A rule of thumb for achieving great depth of field in landscape photography is:

  • Use an f/stop ranging from f/11 to f/16.
  • The closer the foreground is to the front of your lens, the higher the f/number should be.

For example, if the closest thing in the picture is about 4 feet away from the front of your lens, you can usually get away with an aperture of f/11 and get a great depth of field. If the closest thing in the picture is about 2 feet away from the front of your lens, you probably need to change to f/16.

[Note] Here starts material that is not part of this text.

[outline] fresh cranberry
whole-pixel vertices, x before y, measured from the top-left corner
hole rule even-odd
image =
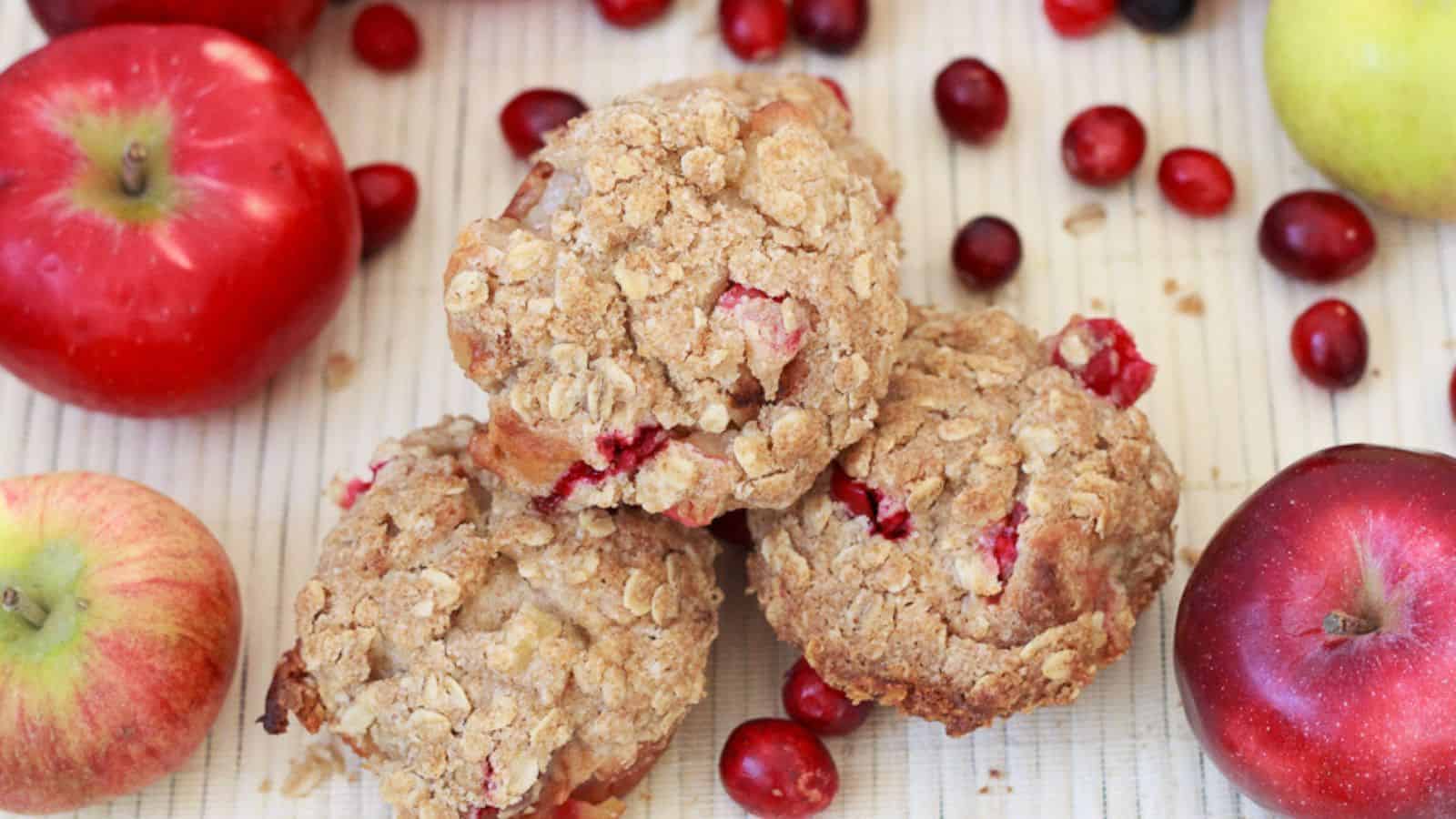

Define Wide Angle vs. Telephoto

Let’s define the difference between wide angle lenses and telephoto lenses. This is important, because when you use these rules of thumb, you change the way you focus based on the type of lens that you’re using.
  • Wide angle: anything wider than 35 mm-e. Or wider than 24mm on a APS-C sensor size camera. A wider lens takes in a larger angle of view. That means that when you look through the lens you see more of the scene. A 14mm lens is wider than a 24mm lens. The shorter the focal length the wider the lens. Tangent: if you’re just learning to shoot wide consider using a focal length of 24mm-e (16mm on APS-C). It’s wide, but not too wide. Learning on anything wider is more difficult, because it sees too much of the scene. That makes composition much more difficult.
  • Telephoto: anything longer than 60mm-e. Or longer than 40mm on a APS-C sensor size camera. As you increase the number of millimeters of a lens, your lens sees less; a 200mm lens is longer and you see a narrower view than a 100mm lens. Basically, you zoom in.